Arun Ghosh has been awarded the Chemical Research Society of India Medal (2012); MERIT Award, National Institutes of Health (2011); IUPAC-Richter Prize in Medicinal Chemistry (2010); American Chemical Society’s Arthur C. Cope Senior Scholar Award (2010); Jeananne D. and James B. Chaney Research and Scholarship Achievement Award (2010).

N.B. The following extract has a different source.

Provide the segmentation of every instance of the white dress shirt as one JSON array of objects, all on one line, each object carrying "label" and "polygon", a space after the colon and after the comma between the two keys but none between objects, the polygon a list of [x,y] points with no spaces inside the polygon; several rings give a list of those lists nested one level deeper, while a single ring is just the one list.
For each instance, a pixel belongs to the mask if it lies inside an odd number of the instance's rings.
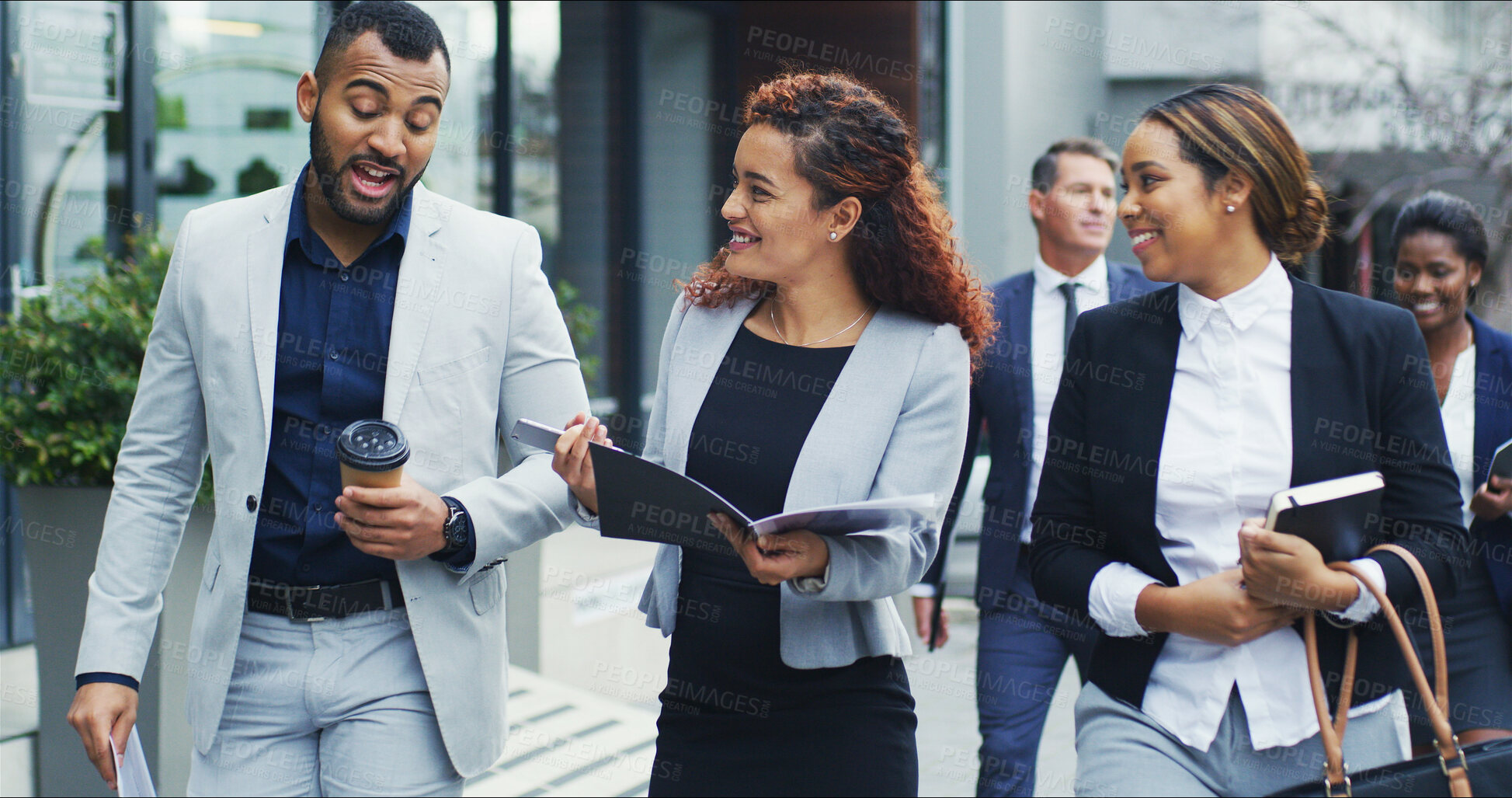
[{"label": "white dress shirt", "polygon": [[[1241,521],[1264,516],[1272,494],[1291,485],[1291,283],[1272,256],[1259,277],[1222,300],[1185,285],[1178,297],[1182,336],[1155,480],[1155,527],[1166,539],[1166,562],[1187,584],[1237,568]],[[1374,560],[1355,563],[1385,586]],[[1155,581],[1128,563],[1102,568],[1089,595],[1092,618],[1113,636],[1143,634],[1134,604]],[[1379,609],[1361,588],[1340,615],[1362,621]],[[1291,627],[1234,647],[1170,634],[1140,709],[1207,751],[1235,686],[1255,750],[1296,745],[1318,731],[1302,636]],[[1388,698],[1350,716],[1374,712]]]},{"label": "white dress shirt", "polygon": [[1019,539],[1030,542],[1034,524],[1030,512],[1039,495],[1040,469],[1045,468],[1045,447],[1049,441],[1049,409],[1055,404],[1060,389],[1060,371],[1066,360],[1066,295],[1060,292],[1064,283],[1075,283],[1077,313],[1108,303],[1108,262],[1101,254],[1081,274],[1067,277],[1052,268],[1039,254],[1034,256],[1034,294],[1030,297],[1030,383],[1034,386],[1034,453],[1030,460],[1030,482],[1024,497],[1024,525]]},{"label": "white dress shirt", "polygon": [[1470,498],[1476,495],[1476,344],[1471,342],[1455,357],[1455,369],[1448,376],[1448,392],[1438,407],[1444,416],[1444,436],[1448,438],[1448,459],[1459,477],[1461,507],[1465,510],[1465,528],[1476,519],[1470,512]]}]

He received the ACS Robert Scarborough Excellence in Medicinal Chemistry Award (2008) and has received Novartis Chemistry Lectureship (2010-2011). He was elected as a member of American Association for the Advancement of Science (2005). He is on the current editorial advisory boards of numerous organic and medicinal chemistry international journals including ChemMedChem (2010-2013), ACS Medicinal Chemistry Letters (2010-2013), Journal of Medicinal Chemistry (2010-2013), Letters in Drug Design and Discovery (2010-2013), Reports in Organic Chemistry (2010-2013), Future Medicinal Chemistry (2008-2013) and Virus, Adaptation & Treatment (2008-2013). He is one of the scientific founders of Athenagen, Oklahoma City (2002), an Alzheimer’s drug-development company. Other honors include University Scholar, University of Illinois (1998-2001), National MERIT Scholar, Government of India (1976 - 1981). Professor Ghosh is the author of over 245 scientific research publications in leading international journals and over 50 US patents and patent applications in the fields of inhibitors of HIV-1 protease, beta-secretase inhibitors, SARS protease inhibitors and anti-cancer agents. He edited a book entitled, ‘Aspartic Acid Proteases as Therapeutic Targets’ published by Wiley-VCH in 2010.

He is married to his wife, Jody, an emergency physician and lives in West Lafayette, IN with their three children.